Background: Fetuin-A, also called Alpha 2-Heremans Schmid Glycoprotein, is a multifunctional plasma agent what has been proven in animal and human studies. It plays a role as a physiological inhibitor of insulin receptor tyrosine kinase associated with insulin resistance and a negative acute phase reactant. It also regulates bone remodeling and calcium metabolism being an important inhibitor of calcium salt precipitation and vascular calcifications.
Methods: PubMed database was searched for articles from 2002 up to December 2014 to identify the role of fetuin-A in the pathogenesis of selected internal diseases.

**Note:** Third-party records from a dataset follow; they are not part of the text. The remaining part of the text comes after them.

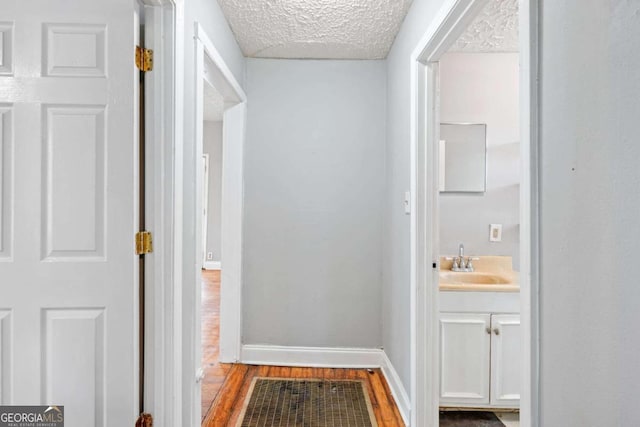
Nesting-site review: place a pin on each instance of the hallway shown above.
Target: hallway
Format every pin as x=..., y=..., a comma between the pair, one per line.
x=214, y=372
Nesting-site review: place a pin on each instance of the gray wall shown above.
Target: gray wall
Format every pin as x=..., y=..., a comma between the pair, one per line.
x=483, y=88
x=590, y=207
x=314, y=167
x=212, y=138
x=396, y=255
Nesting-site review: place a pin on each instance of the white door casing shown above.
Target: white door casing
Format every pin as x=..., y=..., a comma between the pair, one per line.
x=68, y=303
x=205, y=206
x=506, y=359
x=464, y=358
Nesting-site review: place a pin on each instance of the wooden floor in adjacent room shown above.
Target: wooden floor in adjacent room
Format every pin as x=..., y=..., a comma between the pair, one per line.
x=227, y=407
x=214, y=372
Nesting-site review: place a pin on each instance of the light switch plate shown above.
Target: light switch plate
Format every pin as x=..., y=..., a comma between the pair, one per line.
x=495, y=233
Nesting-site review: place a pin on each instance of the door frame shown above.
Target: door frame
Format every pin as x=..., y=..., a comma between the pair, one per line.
x=205, y=206
x=233, y=124
x=446, y=27
x=164, y=99
x=171, y=370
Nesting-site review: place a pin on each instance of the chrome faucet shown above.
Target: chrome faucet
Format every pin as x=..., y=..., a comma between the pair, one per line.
x=459, y=263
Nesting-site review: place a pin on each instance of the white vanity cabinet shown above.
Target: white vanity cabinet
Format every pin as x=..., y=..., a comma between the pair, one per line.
x=480, y=360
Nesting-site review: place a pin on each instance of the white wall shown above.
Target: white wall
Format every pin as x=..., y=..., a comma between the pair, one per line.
x=313, y=203
x=483, y=88
x=212, y=138
x=396, y=254
x=590, y=207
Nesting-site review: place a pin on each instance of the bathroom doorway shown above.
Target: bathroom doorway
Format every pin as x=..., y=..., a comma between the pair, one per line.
x=478, y=205
x=452, y=221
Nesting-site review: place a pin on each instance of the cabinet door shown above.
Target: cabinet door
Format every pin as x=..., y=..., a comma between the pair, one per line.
x=505, y=360
x=465, y=343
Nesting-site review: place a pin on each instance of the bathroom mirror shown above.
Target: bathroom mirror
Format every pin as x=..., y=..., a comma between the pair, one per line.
x=463, y=158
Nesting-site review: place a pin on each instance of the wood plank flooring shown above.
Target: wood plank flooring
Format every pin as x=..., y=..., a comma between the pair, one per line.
x=214, y=372
x=227, y=407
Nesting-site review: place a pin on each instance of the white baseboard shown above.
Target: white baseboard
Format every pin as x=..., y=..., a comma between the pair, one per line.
x=313, y=357
x=212, y=265
x=397, y=388
x=330, y=357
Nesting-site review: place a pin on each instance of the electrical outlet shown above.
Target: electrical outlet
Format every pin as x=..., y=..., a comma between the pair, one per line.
x=495, y=233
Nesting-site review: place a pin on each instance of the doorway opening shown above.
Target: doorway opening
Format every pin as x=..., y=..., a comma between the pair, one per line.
x=214, y=372
x=212, y=333
x=442, y=319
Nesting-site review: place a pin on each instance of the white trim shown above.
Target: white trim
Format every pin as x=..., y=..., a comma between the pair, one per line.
x=212, y=265
x=205, y=207
x=318, y=357
x=449, y=22
x=529, y=212
x=164, y=130
x=397, y=388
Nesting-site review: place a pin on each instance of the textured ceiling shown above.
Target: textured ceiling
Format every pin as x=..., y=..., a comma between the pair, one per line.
x=495, y=29
x=213, y=104
x=337, y=29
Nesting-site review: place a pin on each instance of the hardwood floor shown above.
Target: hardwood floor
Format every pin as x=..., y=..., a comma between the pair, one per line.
x=214, y=372
x=228, y=405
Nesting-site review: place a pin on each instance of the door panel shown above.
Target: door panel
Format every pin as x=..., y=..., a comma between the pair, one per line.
x=464, y=358
x=68, y=309
x=506, y=357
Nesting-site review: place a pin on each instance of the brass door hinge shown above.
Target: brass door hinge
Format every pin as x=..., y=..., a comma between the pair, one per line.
x=144, y=243
x=144, y=420
x=144, y=59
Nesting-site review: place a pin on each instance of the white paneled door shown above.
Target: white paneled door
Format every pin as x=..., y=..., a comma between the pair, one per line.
x=506, y=357
x=67, y=208
x=465, y=341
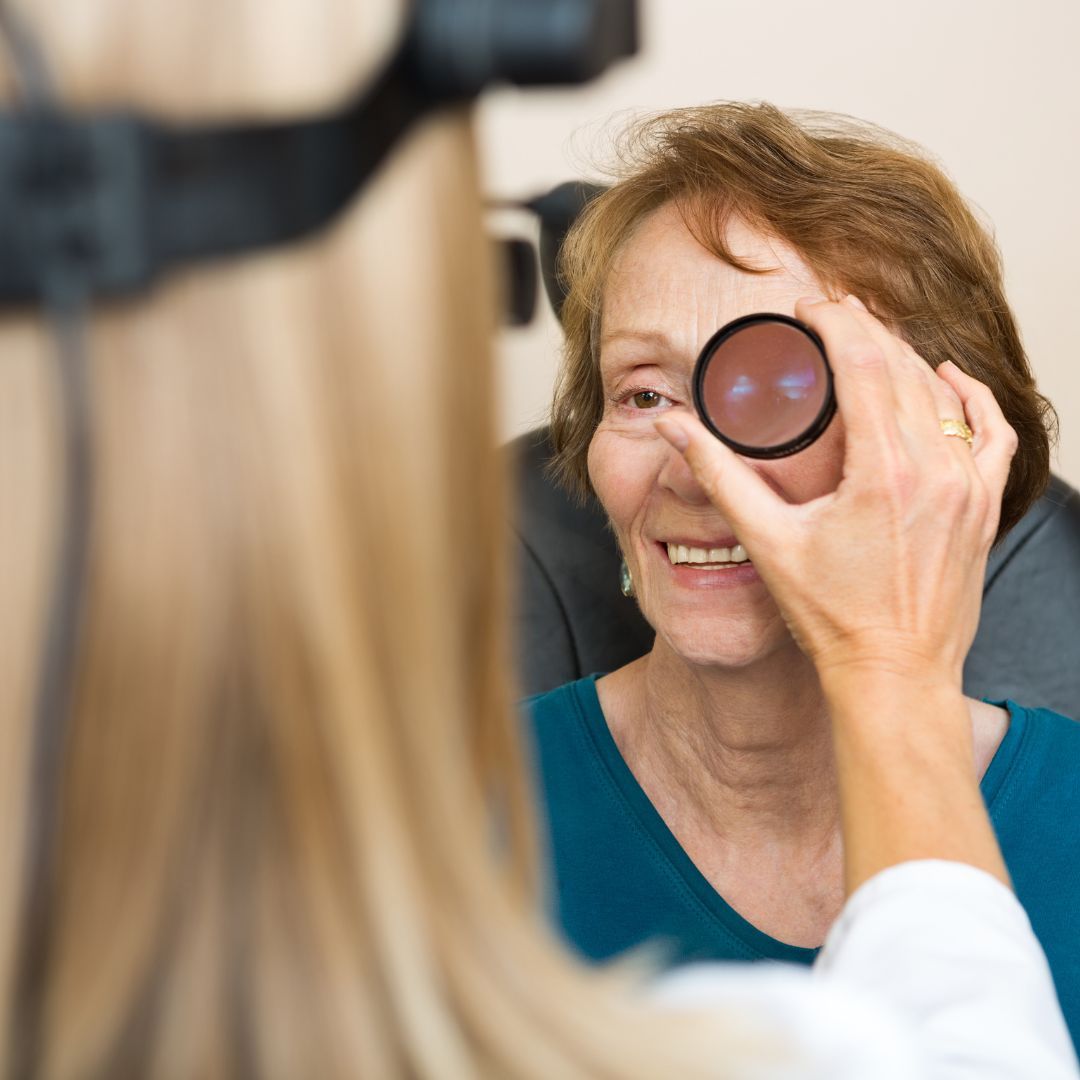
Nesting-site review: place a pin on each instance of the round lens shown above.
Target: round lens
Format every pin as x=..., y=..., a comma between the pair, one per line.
x=764, y=385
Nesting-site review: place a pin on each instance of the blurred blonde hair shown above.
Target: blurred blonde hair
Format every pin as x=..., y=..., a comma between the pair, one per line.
x=292, y=720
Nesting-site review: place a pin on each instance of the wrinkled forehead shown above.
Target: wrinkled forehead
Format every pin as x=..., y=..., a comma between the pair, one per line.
x=665, y=282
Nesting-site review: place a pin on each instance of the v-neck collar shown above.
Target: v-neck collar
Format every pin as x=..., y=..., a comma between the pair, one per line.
x=640, y=807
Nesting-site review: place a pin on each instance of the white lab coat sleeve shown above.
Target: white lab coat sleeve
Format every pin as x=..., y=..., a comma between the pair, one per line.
x=931, y=972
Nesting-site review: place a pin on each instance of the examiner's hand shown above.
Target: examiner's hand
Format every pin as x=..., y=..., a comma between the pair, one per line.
x=887, y=571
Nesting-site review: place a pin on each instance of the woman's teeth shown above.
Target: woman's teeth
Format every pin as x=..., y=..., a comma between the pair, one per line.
x=706, y=556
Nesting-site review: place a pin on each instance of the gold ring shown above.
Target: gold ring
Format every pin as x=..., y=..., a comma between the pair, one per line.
x=957, y=428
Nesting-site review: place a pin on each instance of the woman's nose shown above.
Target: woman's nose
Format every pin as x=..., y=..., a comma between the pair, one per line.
x=676, y=476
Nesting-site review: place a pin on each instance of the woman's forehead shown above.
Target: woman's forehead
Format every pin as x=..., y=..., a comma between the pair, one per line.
x=664, y=280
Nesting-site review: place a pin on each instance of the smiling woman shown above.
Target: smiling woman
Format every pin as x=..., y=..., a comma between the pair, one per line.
x=705, y=771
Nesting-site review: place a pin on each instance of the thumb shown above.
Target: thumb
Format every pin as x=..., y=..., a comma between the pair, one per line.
x=747, y=503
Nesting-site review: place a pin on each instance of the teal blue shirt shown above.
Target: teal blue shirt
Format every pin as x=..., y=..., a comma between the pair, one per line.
x=620, y=878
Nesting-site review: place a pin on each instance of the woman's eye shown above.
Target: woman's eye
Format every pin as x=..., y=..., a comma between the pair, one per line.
x=647, y=399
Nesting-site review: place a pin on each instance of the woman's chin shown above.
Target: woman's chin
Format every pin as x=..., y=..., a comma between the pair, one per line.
x=727, y=643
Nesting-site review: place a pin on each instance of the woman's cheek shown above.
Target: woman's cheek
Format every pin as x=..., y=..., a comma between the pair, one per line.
x=622, y=470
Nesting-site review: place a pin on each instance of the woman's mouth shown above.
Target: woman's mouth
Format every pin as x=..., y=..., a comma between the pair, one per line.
x=706, y=558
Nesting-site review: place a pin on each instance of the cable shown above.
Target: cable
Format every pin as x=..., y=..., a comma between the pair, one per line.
x=65, y=308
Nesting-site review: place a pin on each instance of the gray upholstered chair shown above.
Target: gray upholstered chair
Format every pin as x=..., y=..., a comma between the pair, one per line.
x=572, y=619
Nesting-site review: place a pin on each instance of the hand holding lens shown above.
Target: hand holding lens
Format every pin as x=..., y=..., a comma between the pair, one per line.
x=764, y=387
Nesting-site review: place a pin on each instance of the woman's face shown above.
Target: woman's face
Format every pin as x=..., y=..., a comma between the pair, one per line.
x=664, y=298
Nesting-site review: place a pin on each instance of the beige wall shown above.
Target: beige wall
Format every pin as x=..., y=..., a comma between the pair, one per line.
x=990, y=86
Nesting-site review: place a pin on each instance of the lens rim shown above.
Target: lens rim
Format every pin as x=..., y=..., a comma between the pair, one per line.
x=813, y=430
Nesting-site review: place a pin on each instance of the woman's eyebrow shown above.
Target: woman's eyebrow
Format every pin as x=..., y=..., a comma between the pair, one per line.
x=647, y=337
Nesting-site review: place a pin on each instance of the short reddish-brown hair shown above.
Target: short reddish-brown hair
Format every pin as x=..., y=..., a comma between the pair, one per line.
x=867, y=212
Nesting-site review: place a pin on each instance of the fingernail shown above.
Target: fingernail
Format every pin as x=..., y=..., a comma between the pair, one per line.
x=673, y=433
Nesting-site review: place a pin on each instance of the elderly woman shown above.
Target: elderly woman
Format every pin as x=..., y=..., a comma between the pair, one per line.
x=692, y=795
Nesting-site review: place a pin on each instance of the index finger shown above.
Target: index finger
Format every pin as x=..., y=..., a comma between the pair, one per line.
x=861, y=372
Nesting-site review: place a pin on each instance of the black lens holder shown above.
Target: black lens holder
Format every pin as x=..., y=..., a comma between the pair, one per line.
x=812, y=432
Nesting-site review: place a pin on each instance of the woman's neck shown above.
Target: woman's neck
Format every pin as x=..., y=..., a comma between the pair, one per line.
x=734, y=756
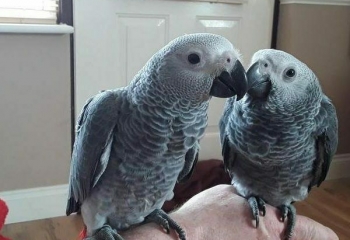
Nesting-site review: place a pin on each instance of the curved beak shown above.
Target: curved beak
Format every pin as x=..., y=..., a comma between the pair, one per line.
x=230, y=84
x=259, y=85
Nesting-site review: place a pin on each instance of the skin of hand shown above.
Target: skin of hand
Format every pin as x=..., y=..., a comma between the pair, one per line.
x=219, y=213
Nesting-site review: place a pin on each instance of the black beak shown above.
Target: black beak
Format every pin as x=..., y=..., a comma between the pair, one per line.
x=259, y=85
x=230, y=84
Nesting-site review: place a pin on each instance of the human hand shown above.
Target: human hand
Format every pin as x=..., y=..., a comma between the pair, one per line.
x=219, y=213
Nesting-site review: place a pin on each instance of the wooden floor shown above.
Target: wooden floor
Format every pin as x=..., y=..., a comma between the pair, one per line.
x=329, y=205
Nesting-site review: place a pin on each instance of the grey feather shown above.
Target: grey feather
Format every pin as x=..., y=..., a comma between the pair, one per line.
x=277, y=146
x=132, y=144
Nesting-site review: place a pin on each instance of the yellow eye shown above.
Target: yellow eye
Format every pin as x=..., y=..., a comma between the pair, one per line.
x=290, y=72
x=193, y=58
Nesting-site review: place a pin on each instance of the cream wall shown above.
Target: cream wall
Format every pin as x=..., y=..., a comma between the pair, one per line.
x=319, y=35
x=34, y=110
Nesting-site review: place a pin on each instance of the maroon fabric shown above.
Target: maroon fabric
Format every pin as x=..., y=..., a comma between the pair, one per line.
x=206, y=174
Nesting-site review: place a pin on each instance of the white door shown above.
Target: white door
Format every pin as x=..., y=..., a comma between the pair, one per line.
x=115, y=38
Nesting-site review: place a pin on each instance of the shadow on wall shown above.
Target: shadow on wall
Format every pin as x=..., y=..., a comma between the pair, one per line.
x=319, y=35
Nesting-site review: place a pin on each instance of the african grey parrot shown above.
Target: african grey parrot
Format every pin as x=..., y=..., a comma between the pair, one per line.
x=134, y=143
x=279, y=140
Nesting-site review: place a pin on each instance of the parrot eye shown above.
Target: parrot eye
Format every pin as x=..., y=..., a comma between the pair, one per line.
x=193, y=58
x=290, y=73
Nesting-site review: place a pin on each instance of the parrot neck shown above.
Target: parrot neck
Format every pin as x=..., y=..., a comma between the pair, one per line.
x=148, y=92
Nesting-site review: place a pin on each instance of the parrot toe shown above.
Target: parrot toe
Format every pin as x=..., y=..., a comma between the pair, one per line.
x=160, y=217
x=257, y=204
x=289, y=212
x=105, y=233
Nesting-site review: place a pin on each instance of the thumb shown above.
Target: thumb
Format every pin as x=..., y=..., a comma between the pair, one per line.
x=308, y=229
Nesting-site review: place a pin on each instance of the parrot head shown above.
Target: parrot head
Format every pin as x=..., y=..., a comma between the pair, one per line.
x=196, y=67
x=275, y=75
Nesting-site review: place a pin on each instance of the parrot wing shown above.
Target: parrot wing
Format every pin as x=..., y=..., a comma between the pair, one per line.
x=191, y=159
x=326, y=140
x=228, y=152
x=92, y=146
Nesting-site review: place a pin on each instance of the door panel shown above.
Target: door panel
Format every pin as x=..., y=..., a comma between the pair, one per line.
x=115, y=38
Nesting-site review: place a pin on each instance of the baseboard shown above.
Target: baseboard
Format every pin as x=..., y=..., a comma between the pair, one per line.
x=318, y=2
x=35, y=203
x=47, y=202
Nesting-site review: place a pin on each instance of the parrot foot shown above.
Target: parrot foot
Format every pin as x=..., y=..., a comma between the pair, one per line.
x=160, y=217
x=290, y=213
x=105, y=233
x=257, y=205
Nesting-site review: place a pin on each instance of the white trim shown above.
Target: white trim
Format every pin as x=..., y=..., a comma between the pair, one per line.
x=47, y=202
x=318, y=2
x=339, y=167
x=217, y=1
x=35, y=203
x=36, y=28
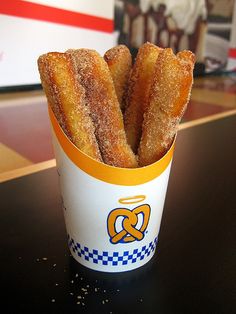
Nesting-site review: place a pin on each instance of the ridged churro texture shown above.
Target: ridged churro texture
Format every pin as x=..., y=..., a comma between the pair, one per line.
x=67, y=100
x=169, y=95
x=119, y=61
x=94, y=75
x=138, y=92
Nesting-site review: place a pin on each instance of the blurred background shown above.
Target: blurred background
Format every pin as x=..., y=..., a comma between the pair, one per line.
x=31, y=28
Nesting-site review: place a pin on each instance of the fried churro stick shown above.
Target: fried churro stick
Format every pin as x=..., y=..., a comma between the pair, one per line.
x=138, y=92
x=119, y=61
x=67, y=100
x=94, y=76
x=169, y=96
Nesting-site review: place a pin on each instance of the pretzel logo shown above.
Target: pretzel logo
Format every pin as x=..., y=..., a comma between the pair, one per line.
x=129, y=219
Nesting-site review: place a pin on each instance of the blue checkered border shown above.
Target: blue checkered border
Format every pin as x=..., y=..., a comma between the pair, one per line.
x=114, y=259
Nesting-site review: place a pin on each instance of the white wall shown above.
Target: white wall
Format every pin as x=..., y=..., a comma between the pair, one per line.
x=23, y=39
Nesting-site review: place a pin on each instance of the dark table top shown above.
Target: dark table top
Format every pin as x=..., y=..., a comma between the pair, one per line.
x=193, y=270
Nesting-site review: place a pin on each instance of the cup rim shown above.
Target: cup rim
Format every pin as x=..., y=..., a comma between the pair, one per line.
x=108, y=173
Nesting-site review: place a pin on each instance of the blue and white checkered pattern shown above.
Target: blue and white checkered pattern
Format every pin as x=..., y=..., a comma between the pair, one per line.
x=114, y=259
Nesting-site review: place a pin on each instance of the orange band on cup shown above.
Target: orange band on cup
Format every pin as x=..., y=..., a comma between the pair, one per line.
x=104, y=172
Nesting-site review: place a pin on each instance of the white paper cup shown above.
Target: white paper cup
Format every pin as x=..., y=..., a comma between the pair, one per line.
x=112, y=215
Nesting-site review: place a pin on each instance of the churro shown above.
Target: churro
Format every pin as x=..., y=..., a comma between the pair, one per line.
x=119, y=61
x=67, y=100
x=94, y=75
x=138, y=92
x=169, y=95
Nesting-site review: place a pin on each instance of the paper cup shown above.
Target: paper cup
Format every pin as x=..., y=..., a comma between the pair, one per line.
x=112, y=215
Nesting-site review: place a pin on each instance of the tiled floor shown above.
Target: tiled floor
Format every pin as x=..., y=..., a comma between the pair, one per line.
x=25, y=130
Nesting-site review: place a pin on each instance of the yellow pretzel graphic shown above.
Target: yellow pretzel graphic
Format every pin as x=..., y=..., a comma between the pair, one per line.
x=130, y=220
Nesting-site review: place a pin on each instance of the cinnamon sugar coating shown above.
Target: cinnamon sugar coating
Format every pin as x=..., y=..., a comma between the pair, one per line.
x=119, y=61
x=169, y=96
x=67, y=100
x=94, y=75
x=138, y=92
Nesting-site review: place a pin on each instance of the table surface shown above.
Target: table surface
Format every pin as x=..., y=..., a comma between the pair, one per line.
x=193, y=270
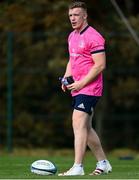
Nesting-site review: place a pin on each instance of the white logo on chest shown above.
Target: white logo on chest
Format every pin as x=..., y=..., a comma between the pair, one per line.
x=81, y=44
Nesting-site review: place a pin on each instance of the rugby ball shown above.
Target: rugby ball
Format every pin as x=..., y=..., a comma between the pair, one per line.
x=43, y=167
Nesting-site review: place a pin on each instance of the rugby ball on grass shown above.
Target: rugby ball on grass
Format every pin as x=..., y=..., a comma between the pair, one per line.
x=43, y=167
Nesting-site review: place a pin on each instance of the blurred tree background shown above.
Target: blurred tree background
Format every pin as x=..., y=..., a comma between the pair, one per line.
x=33, y=54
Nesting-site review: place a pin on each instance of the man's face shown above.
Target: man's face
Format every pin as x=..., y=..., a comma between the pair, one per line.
x=77, y=18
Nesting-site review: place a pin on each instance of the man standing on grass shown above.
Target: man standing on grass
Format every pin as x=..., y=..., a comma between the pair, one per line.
x=86, y=64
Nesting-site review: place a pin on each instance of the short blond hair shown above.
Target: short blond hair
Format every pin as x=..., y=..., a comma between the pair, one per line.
x=78, y=4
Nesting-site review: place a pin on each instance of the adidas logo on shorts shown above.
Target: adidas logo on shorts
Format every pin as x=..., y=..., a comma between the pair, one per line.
x=81, y=106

Results: Due to secretion of fetuin-A mainly by the liver, it may be a marker of liver function and predictor of mortality in patients with cirrhosis and hepatocellular cancer. The associations between high fetuin-A and metabolic syndrome as well as its hepatic manifestation- nonalcoholic fatty liver disease and atherogenic lipid profile have been well proven. However, fetuin-A relation with BMI is not so clear. Contrary to few reports, many authors suggest that fetuin-A may be an independent risk factor for type 2 diabetes and marker of diabetic complications. Close associations of high and low fetuin-A concentrations with cardiovascular diseases and mortality risk have been reported which is explained by differences in analyzed populations, stages of atherosclerosis and calcifications, coexistence of type 2 diabetes or kidney dysfunction and different main pathways of fetuin-A actions in various diseases.
Conclusions: Fetuin-A has a diagnostic potential as a biomarker for liver dysfunction, cardiovascular diseases and disorders associated with metabolic syndrome.
Keywords: atherosclerosis; cardiovascular disease; diabetes; fetuin-A; obesity.